I’ve had a love-hate affair with Cool Mini or Not while it can’t be argued that their games offer an abundance of glorious trinkets I’ve found them often lacking in anything substantial. Zombicide for all of its multi-million dollar success is essentially a box jammed with great looking minitures in search of a set of rules.
Fortunately, the recent addition of Eric Lang to their roster himself on something of a roaring rampage of game design success gives me hope that their titles while still containing vastly overproduced toys might now accompany a rugged design skeleton for these adornments to hang.
Blood Rage has erupted onto the gaming scene with the same ferocity of the Ragnarok inspired mayhem at the centre of its design. The hype machines been churning at full froth with players and reviewers slathering over it, so has everyone been blindsided by all the loot or is there a solid game to be found? Come, gentle reader, as we attempt to get to the root of this particular god tree.

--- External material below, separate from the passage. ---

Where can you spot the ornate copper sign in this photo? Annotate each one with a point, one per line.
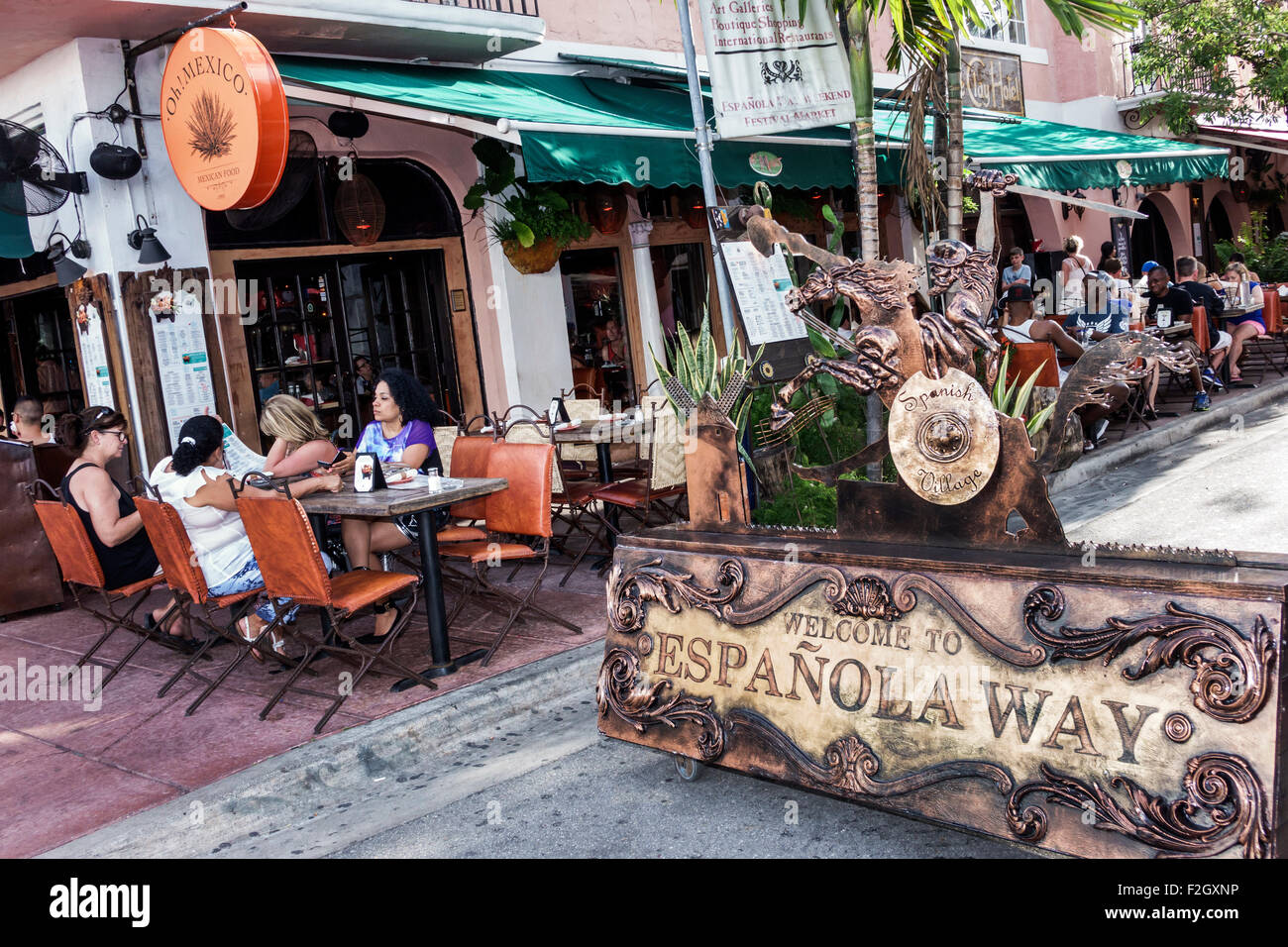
(944, 652)
(944, 437)
(1061, 712)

The central conceit behind the game is that Ragnarok is coming, the mythical Asgardian realms are going big ba-da-boom! So the assembled Viking clans being essential a bunch of heavy metal nutbags intent on a beautiful death see this as the opportunity of an all you can maim buffet of wonton violence and mayhem. The clan attaining the greatest amount of Glory can go off to their demise safe with the knowledge that they’re be bigging it up in the halls of Valhalla for all eternity.
So the game, the first thing I was hit by was how clean the rules are, there really isn’t much to this, the depth and decision making emerges during as to what abilities you use or where you send your units or how you spend your Rage. The game takes place over three ages which at the end of each will see another location on the map being shook asunder slowing reducing the play area. This being a game of area control means that the battles and strategies become more desperate as time and locations run out, every action, every move is important.

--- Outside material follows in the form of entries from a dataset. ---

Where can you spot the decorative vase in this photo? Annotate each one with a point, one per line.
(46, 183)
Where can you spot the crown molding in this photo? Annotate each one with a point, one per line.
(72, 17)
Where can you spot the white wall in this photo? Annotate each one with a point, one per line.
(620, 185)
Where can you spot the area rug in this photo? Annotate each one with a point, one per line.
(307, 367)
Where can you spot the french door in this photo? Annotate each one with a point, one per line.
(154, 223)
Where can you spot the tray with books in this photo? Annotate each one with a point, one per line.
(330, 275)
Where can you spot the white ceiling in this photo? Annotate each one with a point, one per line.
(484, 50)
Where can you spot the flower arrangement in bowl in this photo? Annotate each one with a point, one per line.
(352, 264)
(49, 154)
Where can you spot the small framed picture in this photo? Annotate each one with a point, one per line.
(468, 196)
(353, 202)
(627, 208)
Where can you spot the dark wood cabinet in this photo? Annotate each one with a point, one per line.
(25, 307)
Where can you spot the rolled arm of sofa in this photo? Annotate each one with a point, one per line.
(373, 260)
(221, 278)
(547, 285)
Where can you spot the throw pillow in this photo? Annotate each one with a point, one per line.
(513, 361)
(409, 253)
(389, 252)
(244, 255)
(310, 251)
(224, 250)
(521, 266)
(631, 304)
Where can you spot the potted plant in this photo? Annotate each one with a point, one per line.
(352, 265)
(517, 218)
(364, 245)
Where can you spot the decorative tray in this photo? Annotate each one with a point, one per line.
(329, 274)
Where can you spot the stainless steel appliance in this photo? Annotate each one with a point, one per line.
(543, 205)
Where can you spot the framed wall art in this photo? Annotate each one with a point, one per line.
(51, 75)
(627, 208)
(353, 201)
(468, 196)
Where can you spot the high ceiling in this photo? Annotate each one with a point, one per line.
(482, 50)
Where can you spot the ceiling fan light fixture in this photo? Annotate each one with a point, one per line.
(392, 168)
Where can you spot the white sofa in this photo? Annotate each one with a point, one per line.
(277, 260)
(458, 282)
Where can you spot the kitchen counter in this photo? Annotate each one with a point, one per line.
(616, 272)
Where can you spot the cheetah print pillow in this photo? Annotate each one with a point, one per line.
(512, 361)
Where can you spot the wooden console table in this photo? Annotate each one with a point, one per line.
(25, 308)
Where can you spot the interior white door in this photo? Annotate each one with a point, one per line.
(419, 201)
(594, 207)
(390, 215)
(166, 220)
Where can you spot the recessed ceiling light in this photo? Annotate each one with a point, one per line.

The rounds consist of two main actions, at the beginning of each there is a draft. These cards inform how your clan evolves throughout the game and even how you’ll play, they come in three main flavours:
Upgrades these are either for your units, offering more powerful troops or subtle modifiers. Or your clan which essentially allow for you to build a violence engine to convert your increased stabbyness into Glory and finally the Monsters, super powerful units that come with just the most gloriously huge miniatures and some devilishly useful abilities.

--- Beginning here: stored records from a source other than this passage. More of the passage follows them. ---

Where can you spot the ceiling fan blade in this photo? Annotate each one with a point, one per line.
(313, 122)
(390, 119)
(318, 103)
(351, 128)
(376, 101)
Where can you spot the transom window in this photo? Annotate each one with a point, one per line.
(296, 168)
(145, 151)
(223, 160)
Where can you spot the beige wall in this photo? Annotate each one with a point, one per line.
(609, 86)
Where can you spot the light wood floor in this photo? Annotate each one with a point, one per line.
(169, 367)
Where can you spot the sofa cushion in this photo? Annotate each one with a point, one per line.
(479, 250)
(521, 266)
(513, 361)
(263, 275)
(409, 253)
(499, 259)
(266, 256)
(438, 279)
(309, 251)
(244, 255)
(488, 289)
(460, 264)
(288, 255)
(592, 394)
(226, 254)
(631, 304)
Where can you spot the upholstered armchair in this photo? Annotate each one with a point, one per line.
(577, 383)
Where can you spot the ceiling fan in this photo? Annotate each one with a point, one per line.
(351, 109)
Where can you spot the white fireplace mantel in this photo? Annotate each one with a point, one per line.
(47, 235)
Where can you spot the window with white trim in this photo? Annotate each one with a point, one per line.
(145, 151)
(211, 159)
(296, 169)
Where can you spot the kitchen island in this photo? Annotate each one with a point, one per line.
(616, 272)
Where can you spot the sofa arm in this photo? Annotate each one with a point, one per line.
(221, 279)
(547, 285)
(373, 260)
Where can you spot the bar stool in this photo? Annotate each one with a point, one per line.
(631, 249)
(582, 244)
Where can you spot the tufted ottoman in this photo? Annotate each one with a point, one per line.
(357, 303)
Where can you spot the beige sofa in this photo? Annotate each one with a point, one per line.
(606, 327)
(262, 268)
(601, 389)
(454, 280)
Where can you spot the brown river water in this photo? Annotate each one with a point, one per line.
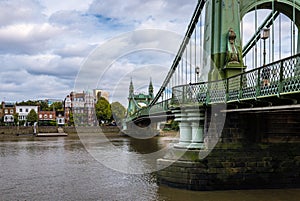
(61, 168)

Quests these primarily give glory for completion at the end of an age and revolve around either having the most strength in regions or the most dead in Valhalla, successfully resolving these also allows you to improve one of your base stats, which I’ll come to in a moment.
Battle cards. These function similar to the Cosmic encounter fight mechanic. Whenever you get into a rumble for a location, you add up the strength of all your units present as does your opponent/opponents and then you get to play one of these. Some will simply add a large number to your total while others offer chances to remove units or to mess with your foes, it adds a meaty element of poker style bluffing and uncertainty to proceedings.
This draft will essentially inform how that round or even your entire game will play out and it’s really only upon repeat plays that deeper and more emergent strategies start to show themselves. There are plenty of decisions to weigh up as potentially you won’t get to play all the cards and concentrating on one area will leave you weaker in others while not building any synchronicity into your hand could leave you floundering as your rivals race ahead.
As I mentioned earlier, each clan begins with exactly the same basic stats and these are three main powers that you can upgrade throughout the course of the game. Rage is probably the most important as every action or card played will nearly always have a associated Rage cost. Running out of Rage is fatal as you cannot perform any actions once it’s gone. Axes dictate how much Glory you gain for winning battles and finally Horns dictate how many units you can have in play at one time on the board.
Beneath all its lush thematic trappings, this is essentially a Euro game of engine building and bookkeeping. Everything centers around this violent stock exchange to support your Rage addiction. And the slow emergence of asynchronous clans as each player creates their most efficient murder machine.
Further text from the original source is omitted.